The technology they came up with is astoundingly effective and astoundingly cheap. It is a short tube with an insecticide-laden mesh that kills mosquitoes before they can draw blood from a sleeping human.

The tubes are placed high in the interior walls of villagers’ homes. The tubes pass through the walls and exit the home just under the eaves of the structure. They are called eave tubes, and they are spaced 2 or 3 feet apart.

Air circulates through a home and is heated by the bodies of its inhabitants as they go about their lives. The heated air rises and exits through the eave tubes, carrying with it the scent of humans. Mosquitoes are attracted to this scent, enter the tubes, encounter the insecticidal mesh, and die.

In some villages, eave tubes have been responsible for a 90% drop in mosquito population. This story is told online in a couple of informative videos. 

Phorid flies, of course, are a less dramatic story than killer mosquitoes. Their threat is to human comfort rather than human health.

They really weren’t a problem in the U.S. until 2012, when the use of the insecticide diazinon in mushrooms was disallowed. The flies flourished, feeding on mycelium, which is the mushrooms’ “root” system.

The Penn State study was performed at SherRockee Mushroom Farms, which has 34 growing rooms at its Lincoln University location in Chester County.

Each growing room has a window, which is where the magic happens. We contacted Baker for details, and he referred us to Michael Wolfin, one of the scientists who helped conduct the study,

Here’s what Wolfin had to say:

“We’re not exactly using eave tube technology, though we are trying to achieve the same effect. Our concept is similar; we use the fly’s natural behaviors against it.

“Newly emerged flies inside the mushroom growing rooms want to go outside to mate, and flies that have mated outside the growing rooms want to go inside to lay eggs. SherRockee Farms has a vent window in each growing room. Flies moved into and out of the rooms through the windows.

“The inside flies try to go through the window because they are attracted to the sunlight, and the outside flies try to go through the window because they are following the odor from inside the growing rooms. We covered these windows with electrostatic screening to serve as a barrier. The screening is, I believe, a kind of plastic that our pesticide sticks to.

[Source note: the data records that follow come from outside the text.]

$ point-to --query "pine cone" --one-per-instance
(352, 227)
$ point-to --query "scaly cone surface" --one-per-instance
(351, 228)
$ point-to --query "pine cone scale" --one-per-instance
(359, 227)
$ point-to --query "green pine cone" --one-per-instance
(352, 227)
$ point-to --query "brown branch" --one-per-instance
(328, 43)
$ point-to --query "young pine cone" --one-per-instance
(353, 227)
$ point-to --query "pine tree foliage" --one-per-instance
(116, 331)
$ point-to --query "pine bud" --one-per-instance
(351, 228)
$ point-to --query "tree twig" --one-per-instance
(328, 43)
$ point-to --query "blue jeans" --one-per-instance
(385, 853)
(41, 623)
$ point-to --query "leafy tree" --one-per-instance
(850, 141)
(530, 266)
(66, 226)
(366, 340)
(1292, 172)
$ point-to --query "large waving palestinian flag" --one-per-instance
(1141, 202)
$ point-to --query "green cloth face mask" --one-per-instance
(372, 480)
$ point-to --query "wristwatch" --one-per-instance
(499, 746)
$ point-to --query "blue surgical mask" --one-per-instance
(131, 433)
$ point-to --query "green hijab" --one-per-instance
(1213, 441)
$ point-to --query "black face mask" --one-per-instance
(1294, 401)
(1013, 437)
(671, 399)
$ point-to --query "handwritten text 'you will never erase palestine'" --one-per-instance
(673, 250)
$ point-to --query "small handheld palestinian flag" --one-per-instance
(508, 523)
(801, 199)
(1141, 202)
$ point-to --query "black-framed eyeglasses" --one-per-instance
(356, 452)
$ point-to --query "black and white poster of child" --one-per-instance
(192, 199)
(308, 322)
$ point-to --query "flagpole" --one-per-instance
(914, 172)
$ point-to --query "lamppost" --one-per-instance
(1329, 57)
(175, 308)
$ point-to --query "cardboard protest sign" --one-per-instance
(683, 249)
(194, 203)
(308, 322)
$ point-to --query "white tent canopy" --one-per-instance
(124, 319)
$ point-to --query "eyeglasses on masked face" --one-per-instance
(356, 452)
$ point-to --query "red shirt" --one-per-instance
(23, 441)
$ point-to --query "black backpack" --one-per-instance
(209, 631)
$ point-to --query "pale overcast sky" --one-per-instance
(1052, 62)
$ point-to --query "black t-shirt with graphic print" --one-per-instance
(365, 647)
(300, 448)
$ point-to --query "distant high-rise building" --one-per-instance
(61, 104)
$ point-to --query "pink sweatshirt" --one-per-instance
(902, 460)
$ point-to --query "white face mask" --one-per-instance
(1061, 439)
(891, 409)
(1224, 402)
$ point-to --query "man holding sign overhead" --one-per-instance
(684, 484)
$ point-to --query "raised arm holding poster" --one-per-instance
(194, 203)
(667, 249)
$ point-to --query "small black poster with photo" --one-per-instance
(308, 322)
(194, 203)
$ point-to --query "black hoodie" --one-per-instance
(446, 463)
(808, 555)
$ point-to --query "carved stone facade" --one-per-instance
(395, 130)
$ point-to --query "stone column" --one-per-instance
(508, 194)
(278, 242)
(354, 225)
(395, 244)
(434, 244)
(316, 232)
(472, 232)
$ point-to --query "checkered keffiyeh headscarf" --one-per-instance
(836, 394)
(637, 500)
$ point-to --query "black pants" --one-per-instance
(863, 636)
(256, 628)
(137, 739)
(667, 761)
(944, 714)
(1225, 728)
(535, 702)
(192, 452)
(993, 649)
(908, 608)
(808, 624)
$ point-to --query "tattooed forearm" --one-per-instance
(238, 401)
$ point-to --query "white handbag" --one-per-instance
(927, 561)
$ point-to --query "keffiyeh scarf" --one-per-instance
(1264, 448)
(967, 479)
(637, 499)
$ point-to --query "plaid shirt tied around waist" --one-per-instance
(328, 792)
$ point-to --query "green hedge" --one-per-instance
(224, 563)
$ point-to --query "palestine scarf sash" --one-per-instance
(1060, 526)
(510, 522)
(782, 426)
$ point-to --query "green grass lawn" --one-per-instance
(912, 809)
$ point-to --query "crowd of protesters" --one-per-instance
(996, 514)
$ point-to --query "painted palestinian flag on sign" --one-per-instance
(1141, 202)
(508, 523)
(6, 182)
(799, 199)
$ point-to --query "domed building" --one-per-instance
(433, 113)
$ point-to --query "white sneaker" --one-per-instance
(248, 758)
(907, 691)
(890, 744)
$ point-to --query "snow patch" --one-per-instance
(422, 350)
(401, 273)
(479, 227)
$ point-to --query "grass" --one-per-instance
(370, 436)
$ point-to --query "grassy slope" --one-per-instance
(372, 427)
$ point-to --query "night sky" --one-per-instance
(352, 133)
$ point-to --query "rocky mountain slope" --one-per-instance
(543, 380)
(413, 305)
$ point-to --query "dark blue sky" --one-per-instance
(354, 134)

“We used a wettable dust pesticide that consists of a mix of essential oils — mostly thyme oil, I think — and silica as the pesticide. This material is deemed generally safe under federal pesticide regulations and doesn’t require labeling. Anyway, because it’s applied only to the screens, it doesn’t go onto the crop.”

Wolfin said the study began in September, and the screens’ effect was immediate. The primary goal of the screens was to keep flies from exiting the growing rooms. Two weeks after the first screens were installed, there were millions of dead flies under each window inside the growing rooms. Any mated females that would have tried to get back into the rooms to lay their eggs were killed as well.

As the study progressed, fewer and fewer fly corpses accumulated under the windows. By the time of the Farm Show webinar, Baker felt confident enough to call the study a “proof of concept.”

The research will continue as the Penn State team experiments with different techniques and pesticides. Wolfin and Baker are confident Penn State’s window treatments will at least be considered by other growers.